Erik Lauritzen Gallery: Desert City by Bobby Lee

For Bobby Lee, Las Vegas is a city full of contrasts. Originally the home of southern Paiute tribes who maintained a fertile valley using artesian wells, they were violently displaced to make way for westward colonial expansion and mining. Urbanization followed with the construction of the Hoover Dam leading to the current modern city of entertainment, capitalist desire, and suburban sprawl. Built in an extremely dry desert it relies on the steadily shrinking Lake Mead reservoir for water and electricity. The city has grown tremendously in the last 30 years and it faces the unpredictable effects of climate change ahead. In a newly released master plan for the next 30 years, city planners acknowledge the trend toward hotter and drier weather but ultimately maintain an optimistic vision of continued economic prosperity and population growth as evidenced by the ever-expanding suburban tract homes being built around the edges of the city. The surrounding Mojave Desert however has its own timeline written in the rocks and layers of the earth that have existed for millions of years that will ultimately outlast the city. This photographic series on display represents an abstract map of the city, going from desert to urban center and back to desert. The horizontal arrangement visually situates the urban center within the context of the surrounding desert along with the urban-rural transition zones of neighborhoods and flood basins. Newly built houses abruptly border the open desert landscape and large flood basins and channels reflect the human-nature relationship centered around water. The accompanied book shows the same series in an extended accordion book format, showing how the book can act as a portable exhibition that can exist beyond the exhibition.

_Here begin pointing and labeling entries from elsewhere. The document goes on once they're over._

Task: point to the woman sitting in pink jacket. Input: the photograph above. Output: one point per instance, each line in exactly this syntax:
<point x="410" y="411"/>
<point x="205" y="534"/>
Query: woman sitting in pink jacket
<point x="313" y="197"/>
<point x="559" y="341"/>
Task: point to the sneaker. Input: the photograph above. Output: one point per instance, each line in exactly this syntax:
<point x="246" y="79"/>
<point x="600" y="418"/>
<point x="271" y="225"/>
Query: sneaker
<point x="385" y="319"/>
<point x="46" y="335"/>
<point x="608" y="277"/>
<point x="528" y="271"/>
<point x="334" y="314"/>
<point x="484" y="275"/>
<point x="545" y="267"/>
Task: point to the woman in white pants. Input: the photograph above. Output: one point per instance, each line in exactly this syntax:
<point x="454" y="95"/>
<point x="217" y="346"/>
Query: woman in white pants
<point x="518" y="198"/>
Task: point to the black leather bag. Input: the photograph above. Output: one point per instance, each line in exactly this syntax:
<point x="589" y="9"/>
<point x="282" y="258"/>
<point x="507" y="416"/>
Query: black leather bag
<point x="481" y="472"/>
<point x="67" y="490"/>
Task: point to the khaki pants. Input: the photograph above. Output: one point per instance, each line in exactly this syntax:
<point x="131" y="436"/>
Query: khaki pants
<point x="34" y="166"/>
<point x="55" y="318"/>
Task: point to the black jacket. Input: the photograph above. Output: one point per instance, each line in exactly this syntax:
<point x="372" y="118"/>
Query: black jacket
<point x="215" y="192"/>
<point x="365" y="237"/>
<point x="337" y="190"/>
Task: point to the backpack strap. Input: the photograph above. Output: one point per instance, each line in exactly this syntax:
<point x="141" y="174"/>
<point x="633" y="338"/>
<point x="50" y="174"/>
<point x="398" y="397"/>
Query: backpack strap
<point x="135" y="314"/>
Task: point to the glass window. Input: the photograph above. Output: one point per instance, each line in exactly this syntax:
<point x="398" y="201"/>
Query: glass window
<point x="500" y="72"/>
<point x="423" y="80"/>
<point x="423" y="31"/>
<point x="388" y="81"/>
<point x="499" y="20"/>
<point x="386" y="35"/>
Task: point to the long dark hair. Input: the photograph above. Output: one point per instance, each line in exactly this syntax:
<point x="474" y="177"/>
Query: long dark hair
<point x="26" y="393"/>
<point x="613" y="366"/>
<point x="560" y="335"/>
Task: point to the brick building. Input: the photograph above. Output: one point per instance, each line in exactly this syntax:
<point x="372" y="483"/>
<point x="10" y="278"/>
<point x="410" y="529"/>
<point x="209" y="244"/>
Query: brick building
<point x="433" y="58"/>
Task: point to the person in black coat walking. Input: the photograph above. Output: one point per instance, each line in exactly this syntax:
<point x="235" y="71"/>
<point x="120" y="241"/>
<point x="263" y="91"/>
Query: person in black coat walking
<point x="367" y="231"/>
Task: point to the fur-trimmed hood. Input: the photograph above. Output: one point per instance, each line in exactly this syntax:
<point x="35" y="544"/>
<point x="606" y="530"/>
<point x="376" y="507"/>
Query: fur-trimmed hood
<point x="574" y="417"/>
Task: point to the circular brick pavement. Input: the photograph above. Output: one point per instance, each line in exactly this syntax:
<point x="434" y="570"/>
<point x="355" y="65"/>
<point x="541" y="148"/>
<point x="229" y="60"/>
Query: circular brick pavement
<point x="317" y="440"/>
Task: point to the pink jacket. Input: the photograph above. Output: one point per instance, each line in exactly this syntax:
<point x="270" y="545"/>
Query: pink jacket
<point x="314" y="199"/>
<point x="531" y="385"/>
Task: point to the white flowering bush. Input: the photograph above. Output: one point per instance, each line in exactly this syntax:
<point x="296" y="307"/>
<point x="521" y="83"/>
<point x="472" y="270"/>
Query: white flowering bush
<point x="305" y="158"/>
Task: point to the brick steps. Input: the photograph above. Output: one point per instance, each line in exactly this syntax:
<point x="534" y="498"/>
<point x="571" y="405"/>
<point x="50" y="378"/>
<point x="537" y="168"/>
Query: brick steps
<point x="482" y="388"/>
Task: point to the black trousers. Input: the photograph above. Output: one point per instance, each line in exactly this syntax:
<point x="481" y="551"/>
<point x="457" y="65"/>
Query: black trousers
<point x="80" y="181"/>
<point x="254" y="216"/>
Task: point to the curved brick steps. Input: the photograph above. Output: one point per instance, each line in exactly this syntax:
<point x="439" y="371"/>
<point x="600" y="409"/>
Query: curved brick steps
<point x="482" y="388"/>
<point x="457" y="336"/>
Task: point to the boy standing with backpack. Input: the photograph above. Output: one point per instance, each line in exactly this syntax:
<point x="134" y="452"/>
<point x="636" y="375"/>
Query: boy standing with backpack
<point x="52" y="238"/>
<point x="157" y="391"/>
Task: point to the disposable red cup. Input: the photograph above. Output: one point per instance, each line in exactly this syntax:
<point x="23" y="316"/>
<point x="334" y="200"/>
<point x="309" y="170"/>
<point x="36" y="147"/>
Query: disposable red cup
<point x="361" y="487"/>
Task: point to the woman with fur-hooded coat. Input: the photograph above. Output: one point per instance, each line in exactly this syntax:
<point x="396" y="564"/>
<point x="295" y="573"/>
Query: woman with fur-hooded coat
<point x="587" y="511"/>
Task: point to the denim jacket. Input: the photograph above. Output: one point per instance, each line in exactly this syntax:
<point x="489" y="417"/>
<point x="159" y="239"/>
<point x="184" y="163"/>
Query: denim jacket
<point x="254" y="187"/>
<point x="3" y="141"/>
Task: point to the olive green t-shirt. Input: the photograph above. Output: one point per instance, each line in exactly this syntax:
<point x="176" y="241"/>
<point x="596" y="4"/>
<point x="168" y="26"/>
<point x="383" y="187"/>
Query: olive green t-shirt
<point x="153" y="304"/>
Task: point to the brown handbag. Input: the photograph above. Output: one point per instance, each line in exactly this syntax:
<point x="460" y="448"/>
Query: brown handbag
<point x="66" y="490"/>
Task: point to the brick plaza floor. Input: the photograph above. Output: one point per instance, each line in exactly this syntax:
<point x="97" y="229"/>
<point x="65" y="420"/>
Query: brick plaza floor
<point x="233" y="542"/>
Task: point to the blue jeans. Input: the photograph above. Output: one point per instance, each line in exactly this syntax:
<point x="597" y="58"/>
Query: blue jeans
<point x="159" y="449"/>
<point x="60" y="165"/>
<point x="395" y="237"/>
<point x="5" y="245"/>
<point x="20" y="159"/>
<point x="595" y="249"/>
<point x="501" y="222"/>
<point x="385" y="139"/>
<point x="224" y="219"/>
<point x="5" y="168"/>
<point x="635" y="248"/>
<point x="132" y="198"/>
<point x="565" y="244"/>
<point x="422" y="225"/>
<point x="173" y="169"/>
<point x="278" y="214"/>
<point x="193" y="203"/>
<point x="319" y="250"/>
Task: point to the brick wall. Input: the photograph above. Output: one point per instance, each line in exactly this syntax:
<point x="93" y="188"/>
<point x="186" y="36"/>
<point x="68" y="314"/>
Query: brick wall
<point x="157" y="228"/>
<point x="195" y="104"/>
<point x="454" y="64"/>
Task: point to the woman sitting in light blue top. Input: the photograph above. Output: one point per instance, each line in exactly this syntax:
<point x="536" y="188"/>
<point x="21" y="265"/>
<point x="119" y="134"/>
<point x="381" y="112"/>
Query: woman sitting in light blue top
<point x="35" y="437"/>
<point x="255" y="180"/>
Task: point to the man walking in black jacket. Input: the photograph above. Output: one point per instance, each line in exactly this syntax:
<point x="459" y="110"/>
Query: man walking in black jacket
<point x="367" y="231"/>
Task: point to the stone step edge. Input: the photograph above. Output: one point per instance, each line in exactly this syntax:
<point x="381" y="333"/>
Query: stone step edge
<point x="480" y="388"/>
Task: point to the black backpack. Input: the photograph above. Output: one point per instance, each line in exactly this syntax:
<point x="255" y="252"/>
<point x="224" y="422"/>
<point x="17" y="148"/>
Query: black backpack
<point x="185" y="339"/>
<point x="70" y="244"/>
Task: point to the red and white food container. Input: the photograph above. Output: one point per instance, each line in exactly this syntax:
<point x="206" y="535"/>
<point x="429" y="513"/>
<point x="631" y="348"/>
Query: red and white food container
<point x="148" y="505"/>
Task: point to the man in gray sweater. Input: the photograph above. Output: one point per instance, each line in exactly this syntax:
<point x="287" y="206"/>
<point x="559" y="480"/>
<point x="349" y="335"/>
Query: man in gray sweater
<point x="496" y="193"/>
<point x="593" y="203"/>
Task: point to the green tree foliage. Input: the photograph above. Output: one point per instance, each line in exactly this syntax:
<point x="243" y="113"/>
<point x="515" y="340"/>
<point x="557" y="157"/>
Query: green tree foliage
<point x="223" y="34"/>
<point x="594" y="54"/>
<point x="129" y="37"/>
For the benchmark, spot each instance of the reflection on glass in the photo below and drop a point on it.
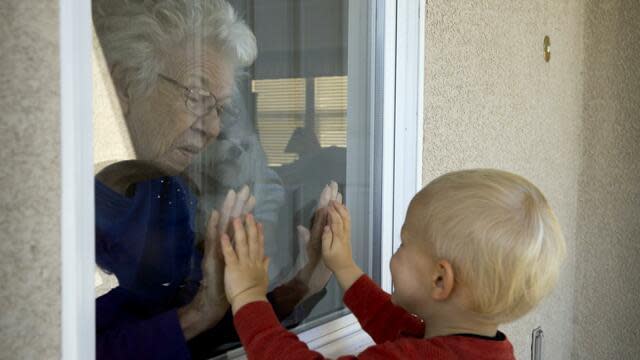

Red Mountain Student Gallery: Shock and Awe by Matthew Leue

Shock and Awe is inspired by the Iraq War and its impact on society 20 years after the United States' preemptively invaded Iraq in 2003. As a disabled combat veteran of the Iraq War, Leue wanted to create this series to draw awareness to the effects this conflict has had in human cost and suffering and to give a voice to the voiceless Iraq War veterans. With this photographic series he intends to make a counterargument to the military-industrial complex that seeks to enlist high school students and young people in college for the impending wars. Leue created this body of work because 20 years is a long time. While the details of what happened to the people who served in Iraq fade away from our collective memory as a nation, the military is gearing up for the pending wars in China and Russia. Often, recruiting efforts will attempt to convince high school and college students that if they join the United States military, they can have a better life with benefits after service. Through this body of work, I intend to counter that argument. “Shock and Awe” sheds light on the human cost paid by the soldiers, now veterans who served in the Iraq War while also acknowledging that over one million Iraqis lost their lives during this conflict.